I was asked the question…
Dan
“How one will decide the ejector pin diameter to eject the part safely
without any stress mark observed on the part?”
My Comments
To avoid permanent distortion of the plastic moldings, the number, location, and design of the ejector components must be developed to apply a low and uniform state of stress across the moldings. If the ejector force is uniformly distributed across many points in the mold cavity, then the molding will be uniformly ejected from the mold without any permanent distortion.
My Response
You must first have an estimate of the ejection force required to remove a molding from the core. The ejection force required to remove a molding from a mold core is a function of the normal force between the surface of the molding and the surface of the mold, together with the associated draft angle, the coefficient of friction, and the vacuum force. The coefficient of friction will vary from approximately .5 for highly polished surfaces to more than 1.0 for rough or textured surfaces.

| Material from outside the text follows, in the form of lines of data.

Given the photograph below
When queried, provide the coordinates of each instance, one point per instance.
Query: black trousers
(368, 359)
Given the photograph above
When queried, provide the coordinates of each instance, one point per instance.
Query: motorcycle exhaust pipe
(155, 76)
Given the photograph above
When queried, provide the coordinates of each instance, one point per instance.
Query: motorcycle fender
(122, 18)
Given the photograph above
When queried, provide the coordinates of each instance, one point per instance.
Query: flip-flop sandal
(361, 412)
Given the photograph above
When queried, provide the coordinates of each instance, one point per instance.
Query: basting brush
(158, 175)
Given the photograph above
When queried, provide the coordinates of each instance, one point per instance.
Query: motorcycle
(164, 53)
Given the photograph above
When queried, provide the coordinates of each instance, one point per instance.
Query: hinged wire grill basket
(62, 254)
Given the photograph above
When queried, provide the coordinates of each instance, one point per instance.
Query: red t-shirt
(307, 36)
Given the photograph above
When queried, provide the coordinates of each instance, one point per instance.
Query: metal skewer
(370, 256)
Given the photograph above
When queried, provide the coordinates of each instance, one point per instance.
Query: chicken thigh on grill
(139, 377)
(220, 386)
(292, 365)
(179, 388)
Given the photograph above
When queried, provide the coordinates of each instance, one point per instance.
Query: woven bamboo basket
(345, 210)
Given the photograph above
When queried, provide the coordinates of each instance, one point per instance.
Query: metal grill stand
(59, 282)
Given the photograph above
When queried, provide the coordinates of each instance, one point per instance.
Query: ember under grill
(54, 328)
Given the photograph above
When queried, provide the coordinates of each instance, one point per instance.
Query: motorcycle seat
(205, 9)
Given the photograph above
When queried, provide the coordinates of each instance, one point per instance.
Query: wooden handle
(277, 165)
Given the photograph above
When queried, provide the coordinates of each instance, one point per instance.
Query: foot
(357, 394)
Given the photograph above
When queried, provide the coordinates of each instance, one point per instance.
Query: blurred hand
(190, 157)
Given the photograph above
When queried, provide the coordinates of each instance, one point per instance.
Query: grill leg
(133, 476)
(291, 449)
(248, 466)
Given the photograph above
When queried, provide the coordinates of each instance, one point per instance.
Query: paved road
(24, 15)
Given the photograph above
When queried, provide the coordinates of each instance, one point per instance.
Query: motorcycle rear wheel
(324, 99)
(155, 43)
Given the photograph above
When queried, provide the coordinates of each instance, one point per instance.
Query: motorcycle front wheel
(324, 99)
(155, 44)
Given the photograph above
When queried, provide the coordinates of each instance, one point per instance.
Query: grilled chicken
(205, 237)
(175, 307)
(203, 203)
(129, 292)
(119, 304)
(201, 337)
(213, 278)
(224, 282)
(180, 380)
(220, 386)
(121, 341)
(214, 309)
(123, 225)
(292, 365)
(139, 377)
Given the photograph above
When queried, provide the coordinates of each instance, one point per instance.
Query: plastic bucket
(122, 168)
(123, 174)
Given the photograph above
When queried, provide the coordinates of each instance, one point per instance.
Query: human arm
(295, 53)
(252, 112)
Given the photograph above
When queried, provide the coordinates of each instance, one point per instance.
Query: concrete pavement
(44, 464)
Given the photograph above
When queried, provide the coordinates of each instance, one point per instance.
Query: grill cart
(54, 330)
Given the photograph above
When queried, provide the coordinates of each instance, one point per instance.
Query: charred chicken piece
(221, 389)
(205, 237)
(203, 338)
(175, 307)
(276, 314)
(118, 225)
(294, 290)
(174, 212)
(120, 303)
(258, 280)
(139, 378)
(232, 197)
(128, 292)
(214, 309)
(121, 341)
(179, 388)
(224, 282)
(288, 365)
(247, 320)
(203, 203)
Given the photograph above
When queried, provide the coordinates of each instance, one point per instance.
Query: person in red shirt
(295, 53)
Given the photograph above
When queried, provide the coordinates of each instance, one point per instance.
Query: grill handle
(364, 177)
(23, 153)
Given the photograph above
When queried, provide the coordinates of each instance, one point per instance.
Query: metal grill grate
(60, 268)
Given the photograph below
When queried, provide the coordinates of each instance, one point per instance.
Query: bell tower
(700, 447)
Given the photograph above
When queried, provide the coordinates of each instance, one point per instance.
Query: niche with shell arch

The Ejection Force will then be:
Cos(Draft Angle) x Coefficient of Friction x Force(normal) + Vacuum force
There is a minimum push area that is required to avoid excessive shear stress on the plastic molding. More ejector pins will increase the pushing area and reduce the shear stress at each ejector pin location. The mold should be designed such that the perimeter around all the ejector pins provides a shear stress about one half the yield stress of the plastic material. The following equation relates the total perimeter of the ejector pins with the ejection force, plastic yield stress, and wall thickness.
Sum(Perimeter of Ejector Pins) > [2 x Ejection Force]
Plastic Yield Stress x Wall Thickness
If you cannot add additional ejector pins you will have to increase the ejector pin diameters until the sum of their perimeters satisfies the equation above. If more pins were added the diameters could be smaller as long as the equation above was satisfied.
-Andy